Break the eggs into the center of the well. Using a fork, beat the eggs as if you were making scrambled eggs until the yolks and the whites are thoroughly blended together. Use the fork to mix a little flour into the eggs by taking it from the bottom of the inside walls of the well. Continue until the mixture thickens enough to cling to the fork when you lift it into the air. Use your fingers to squeeze the dough attached to the fork back into the well and set the fork aside. Push about 1/4 cup of flour to the side, then use your hands to bring the rest into the center of the well. Mix together with your hands to begin forming a dough. If the dough feels sticky when you plunge a finger into the it add a little more flour. The dough should feel moist but not sticky. Wrap the dough in plastic, because the surface of the dough can begin to dry out in as little as a minute, while you scrape off any bits of dough that have stuck to the counter. Reserve any remaining flour off to the side.

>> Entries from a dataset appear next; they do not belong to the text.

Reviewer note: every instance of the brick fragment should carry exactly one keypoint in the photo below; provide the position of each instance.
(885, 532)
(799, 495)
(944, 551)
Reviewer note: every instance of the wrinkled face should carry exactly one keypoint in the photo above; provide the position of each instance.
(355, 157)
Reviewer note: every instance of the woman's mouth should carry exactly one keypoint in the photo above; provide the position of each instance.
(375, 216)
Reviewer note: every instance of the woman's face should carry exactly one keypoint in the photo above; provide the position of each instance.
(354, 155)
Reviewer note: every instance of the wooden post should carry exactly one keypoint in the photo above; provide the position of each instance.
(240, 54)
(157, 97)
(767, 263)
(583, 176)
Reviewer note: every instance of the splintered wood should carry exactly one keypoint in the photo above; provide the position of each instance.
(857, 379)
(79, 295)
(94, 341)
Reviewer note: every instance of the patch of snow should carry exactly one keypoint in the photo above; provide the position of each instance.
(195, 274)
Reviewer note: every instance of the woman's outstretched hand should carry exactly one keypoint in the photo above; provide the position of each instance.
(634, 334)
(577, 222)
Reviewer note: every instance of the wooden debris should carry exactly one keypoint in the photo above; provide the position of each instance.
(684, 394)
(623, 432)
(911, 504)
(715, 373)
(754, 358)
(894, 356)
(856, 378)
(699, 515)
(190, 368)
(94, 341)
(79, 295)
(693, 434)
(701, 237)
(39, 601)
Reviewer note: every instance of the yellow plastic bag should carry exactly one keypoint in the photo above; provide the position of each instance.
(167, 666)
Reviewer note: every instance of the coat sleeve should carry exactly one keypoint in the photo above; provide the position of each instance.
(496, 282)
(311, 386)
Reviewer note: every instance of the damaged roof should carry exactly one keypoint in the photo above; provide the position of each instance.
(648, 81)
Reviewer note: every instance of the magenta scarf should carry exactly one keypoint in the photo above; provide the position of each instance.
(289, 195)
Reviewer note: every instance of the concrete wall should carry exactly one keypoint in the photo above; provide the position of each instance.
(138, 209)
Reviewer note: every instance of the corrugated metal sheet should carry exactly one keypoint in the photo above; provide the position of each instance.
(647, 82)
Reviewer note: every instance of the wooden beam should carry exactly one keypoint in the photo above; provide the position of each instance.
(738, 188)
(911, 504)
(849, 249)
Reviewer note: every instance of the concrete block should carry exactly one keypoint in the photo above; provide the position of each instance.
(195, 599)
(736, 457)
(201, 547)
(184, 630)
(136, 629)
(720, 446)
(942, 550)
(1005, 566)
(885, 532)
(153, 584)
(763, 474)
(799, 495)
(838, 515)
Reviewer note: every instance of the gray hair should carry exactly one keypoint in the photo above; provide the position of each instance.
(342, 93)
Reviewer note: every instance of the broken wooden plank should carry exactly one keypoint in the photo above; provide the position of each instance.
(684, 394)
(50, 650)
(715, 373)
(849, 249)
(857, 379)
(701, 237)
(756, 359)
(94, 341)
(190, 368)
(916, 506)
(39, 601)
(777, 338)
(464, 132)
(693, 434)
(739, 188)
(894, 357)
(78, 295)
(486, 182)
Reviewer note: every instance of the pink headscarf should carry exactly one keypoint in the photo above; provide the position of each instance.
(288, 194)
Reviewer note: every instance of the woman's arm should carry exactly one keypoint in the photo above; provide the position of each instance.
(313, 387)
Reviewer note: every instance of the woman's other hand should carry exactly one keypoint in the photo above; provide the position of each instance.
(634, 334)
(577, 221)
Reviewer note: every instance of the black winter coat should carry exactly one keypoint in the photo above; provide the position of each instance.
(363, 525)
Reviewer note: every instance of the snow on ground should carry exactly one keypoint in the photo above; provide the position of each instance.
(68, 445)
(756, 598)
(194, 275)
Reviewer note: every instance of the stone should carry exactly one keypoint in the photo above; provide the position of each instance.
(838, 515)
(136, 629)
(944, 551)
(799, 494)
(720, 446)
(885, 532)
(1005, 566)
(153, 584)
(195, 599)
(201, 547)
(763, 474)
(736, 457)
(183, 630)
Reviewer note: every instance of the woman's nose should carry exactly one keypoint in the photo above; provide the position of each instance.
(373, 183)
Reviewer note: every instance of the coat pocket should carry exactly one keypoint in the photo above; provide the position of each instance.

Unwrap the dough and begin kneading it. Think of stretching the dough rather than compressing it by using the heel of your palm and pushing away from you. Knead until the dough feels homogeneous and smooth. If it seems to stick to your hand or to the counter, add a little more flour. On the other hand, if it feels too hard to knead, you may have added too much flour. Try wetting your hands and kneading the moisture in. If that does not seem to help, it's probably easier and faster to start over. I you don't need to add any more flour while kneading, it should only take 5-6 minutes. Adding flour during the kneading process may increase the time since the further along you are, the longer it takes for the flour to get incorporated. When you have kneaded the dough sufficiently, wrap it in plastic again and let it rest for at least 15 minutes or up to 3 hours. Never refrigerate or freeze pasta dough. As the dough rests, the gluten in the flour will relax, making it much easier roll the dough.
Green Pasta Variation: Cook 8 ounces frozen spinach or 12 ounces fresh spinach in salted boiling water until tender. Drain and set aside to cool. Using your hands, squeeze out as much water as possible. Chop finely by hand or in a food processor. Proceed as above, adding the spinach to the eggs and an extra 1/2 cup of flour.
Unwrap the pasta dough and knead it a few times to incorporate the moisture that inevitably rises to the surface. The surface of the dough at this point should feel silky smooth (a baby's bottom is what it is traditionally compared to). Roll out the dough: (a) Cut the dough in as many pieces as you used eggs, in this case three. Wrap two of the pieces in the plastic wrap. Flatten the remaining piece of dough as best you can with your hands then put it through the rollers of the machine set at the widest setting. Fold the dough in three, and put it through the rollers again with the folds perpendicular to the rollers. Fold the dough in half and put it through one more time, again with the folds perpendicular to the rollers. Lay the dough on a towel and repeat the procedure with the other two pieces. (b) When all the pieces have been through the machine at the widest setting, adjust the rollers down one notch and put each piece of dough through once. Repeat, going down one notch at time, until you reach the next to last setting. Cut each sheet of pasta in half then put each piece through the machine at the thinnest setting.